Why is dictionary.keys() a list and not a set?

Christoph Zwerschke cito at online.de
Sun Nov 27 03:44:17 EST 2005


Martin v. Löwis schrieb:

>> As Mike has written in his last posting, you could easily "fix" that 
>> by tweaking the equality relation as well. So technically speaking, 
>> Mike is probably right.
> 
> No. If you define both __hash__ and __eq__ consistently, then __hash__
> would meet the specification. As posted in the example, __hash__ does
> not meet the specification, contrary to Mike's claim that it does.
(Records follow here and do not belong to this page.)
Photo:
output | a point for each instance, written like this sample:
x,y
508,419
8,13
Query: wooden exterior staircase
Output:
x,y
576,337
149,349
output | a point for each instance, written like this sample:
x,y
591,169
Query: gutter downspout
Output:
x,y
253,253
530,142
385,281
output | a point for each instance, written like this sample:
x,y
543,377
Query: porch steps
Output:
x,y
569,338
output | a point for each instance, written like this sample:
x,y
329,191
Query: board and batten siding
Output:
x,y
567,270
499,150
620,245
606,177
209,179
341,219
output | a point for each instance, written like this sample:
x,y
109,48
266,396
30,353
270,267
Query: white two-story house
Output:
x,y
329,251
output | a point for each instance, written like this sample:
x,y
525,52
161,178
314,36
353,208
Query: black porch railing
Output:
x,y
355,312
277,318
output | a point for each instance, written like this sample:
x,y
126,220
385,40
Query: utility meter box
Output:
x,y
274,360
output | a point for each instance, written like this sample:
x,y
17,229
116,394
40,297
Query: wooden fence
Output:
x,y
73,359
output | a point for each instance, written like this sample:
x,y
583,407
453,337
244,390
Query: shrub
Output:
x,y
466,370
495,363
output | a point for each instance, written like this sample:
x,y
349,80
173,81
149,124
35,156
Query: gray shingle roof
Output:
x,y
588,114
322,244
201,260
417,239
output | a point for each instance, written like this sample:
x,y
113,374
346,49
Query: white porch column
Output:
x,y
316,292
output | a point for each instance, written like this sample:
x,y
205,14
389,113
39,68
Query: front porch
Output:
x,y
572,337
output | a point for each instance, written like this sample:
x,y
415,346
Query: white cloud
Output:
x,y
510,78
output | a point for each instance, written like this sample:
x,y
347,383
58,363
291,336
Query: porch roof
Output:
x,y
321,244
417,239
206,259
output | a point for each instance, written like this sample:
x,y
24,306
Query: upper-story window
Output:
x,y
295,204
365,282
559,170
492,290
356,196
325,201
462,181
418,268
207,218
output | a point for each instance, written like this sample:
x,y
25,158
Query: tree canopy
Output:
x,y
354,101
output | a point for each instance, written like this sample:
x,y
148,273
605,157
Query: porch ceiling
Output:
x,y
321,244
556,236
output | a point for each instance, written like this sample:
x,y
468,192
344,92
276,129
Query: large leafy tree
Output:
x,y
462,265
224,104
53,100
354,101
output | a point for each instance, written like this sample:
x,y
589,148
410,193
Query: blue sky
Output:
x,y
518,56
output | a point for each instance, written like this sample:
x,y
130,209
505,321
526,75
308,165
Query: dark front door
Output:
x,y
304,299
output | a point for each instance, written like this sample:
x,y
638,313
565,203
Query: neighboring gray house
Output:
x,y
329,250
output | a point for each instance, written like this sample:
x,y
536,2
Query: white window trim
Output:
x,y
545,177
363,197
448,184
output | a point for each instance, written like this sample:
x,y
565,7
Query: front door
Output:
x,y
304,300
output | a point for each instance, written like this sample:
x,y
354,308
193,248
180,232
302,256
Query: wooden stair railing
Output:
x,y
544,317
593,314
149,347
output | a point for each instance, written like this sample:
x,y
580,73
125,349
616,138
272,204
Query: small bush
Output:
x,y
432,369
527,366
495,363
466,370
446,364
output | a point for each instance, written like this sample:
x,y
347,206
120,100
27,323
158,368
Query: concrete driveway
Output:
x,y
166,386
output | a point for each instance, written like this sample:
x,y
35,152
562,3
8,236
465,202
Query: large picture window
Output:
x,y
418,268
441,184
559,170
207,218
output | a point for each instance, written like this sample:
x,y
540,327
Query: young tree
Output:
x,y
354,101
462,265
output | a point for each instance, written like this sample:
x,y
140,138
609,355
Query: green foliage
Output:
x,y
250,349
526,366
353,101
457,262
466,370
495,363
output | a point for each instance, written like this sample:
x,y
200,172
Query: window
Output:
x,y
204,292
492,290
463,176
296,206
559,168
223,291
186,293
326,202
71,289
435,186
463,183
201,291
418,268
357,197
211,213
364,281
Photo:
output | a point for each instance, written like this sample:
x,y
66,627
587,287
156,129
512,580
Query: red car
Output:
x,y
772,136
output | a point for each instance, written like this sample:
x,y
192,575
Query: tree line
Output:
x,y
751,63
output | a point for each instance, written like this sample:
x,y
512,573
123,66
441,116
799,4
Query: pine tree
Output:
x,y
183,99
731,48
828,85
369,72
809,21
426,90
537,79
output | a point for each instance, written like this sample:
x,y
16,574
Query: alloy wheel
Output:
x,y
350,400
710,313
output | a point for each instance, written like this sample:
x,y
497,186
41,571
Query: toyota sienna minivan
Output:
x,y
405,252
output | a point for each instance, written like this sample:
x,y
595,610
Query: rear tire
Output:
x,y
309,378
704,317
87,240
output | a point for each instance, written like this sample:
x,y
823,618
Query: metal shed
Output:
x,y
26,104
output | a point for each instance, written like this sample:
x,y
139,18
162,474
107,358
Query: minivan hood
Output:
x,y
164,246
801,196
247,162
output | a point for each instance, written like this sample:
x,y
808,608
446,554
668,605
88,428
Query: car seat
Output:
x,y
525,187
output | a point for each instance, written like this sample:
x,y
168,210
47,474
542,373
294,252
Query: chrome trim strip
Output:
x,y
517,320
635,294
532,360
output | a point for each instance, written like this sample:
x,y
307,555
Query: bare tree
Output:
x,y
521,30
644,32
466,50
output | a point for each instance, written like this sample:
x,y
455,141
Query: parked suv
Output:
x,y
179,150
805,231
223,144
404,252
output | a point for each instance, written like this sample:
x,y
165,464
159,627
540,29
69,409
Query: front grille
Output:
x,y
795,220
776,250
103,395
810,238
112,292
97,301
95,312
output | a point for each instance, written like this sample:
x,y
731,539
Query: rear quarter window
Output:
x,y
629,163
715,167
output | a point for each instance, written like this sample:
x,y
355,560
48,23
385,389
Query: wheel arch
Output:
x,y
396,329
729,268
Ok, the example was incomplete, but in principle, this could be fixed by 
adding a tweaked __eq__ method. So for completeness sake:

class mylist2(list):
     def __hash__(self): return id(self)
     def __eq__(self, other): return self is other
     def __ne__(self, other): return self is not other

list = mylist2

a = list([1])
b = list([1])

print a, b, a == b, a != b

> If you have a=[1] and b=[1], then *always* a==b; you cannot
> change the semantics of list displays.

Surely, since you can't change the methods of built-in types. But you 
can create your own local list displays with a tweaked semantics as in 
the above example.

Anyway, the original question was: Are mylist1 and mylist2 (as above) to 
be considered "hashable" types or not? I think "technically" speaking, 
they are, and the "technical" definition is the only one that counts.